Summary of systematic reviews conducted on the effect of depressive symptoms on medication non-adherence among HIV/AIDS patients included in this systematic review of reviews (N = 6).
| Review study | Geographical coverage of the review | Data bases covered in the search | Number of primary studies | Number of participant | Quality assessment | AMSTAR score | Main findings of the review |
|---|---|---|---|---|---|---|---|
| Uthman et al. (2) | Low-, Middle-, and High-Income Countries | PubMed, EMBASE and Cochrane CENTRAL | 111 | 2,861 | Not applicable | 9 | Achieving good ART adherence was 42% lower among those with depressive symptoms compared to those without [Pooled OR = 0.58, 95 % CI (0.55–0.62)] |
| DiMatteo et al. (27) | Sub-Saharan Africa | Not reported | 23 | 11,421 | Not applicable | 11 | Likelihood of achieving good adherence was 55% lower among those with depression symptoms compared to those without [pooled OR = 0.45 (95% CI 0.31–0.66, Tau2 = 0.20, P = 0.000)] |
| Sin and DiMatteo (11) | Global | PubMed and PsycINFO | 29 | 1,293 | Not applicable | 7 | The odds of a person adhering to ART are 83 % better if he or she is treated for depression, and the risk of non-adherence is 35% greater among those who do not receive depression treatment |
| Ciesla et al. (28) | Global | Psych-Info, MEDLINE, and AIDSLINE | 10 | 2,596 | Not reported | 5 | Depression was significantly (P < 0.0001) associated with non-adherence (OR = 0.19; 95% confidence interval = 0.14–0.25) |
| Springer et al. (26) | Global | PubMed, Scopus and Web of Knowledge | 62 | 19,878 | Not reported | 5 | Sixty-two articles examined depression, with 58% (N = 32/62) finding lower cART adherence and persistence.
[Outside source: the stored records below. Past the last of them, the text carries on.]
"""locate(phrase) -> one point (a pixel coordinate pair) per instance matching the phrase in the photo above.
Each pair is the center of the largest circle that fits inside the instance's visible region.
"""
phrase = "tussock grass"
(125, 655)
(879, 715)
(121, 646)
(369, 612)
Twenty-two studies did not find a statistically significant association between depression and decreased cART adherence |
| Nienke Langebeek et al. (25) | Global | PubMed | 207 | 103,836 | STROBE | 10 | Depressive symptoms were more strongly and negatively associated with adherence to antiretroviral medications |
AMSTAR, Assessment of multiple systematic reviews; ART, Antiretroviral therapy; STROBE, Strengthening the reporting of observational studies in epidemiology; CI, Confidence interval; OR, Odds ratio.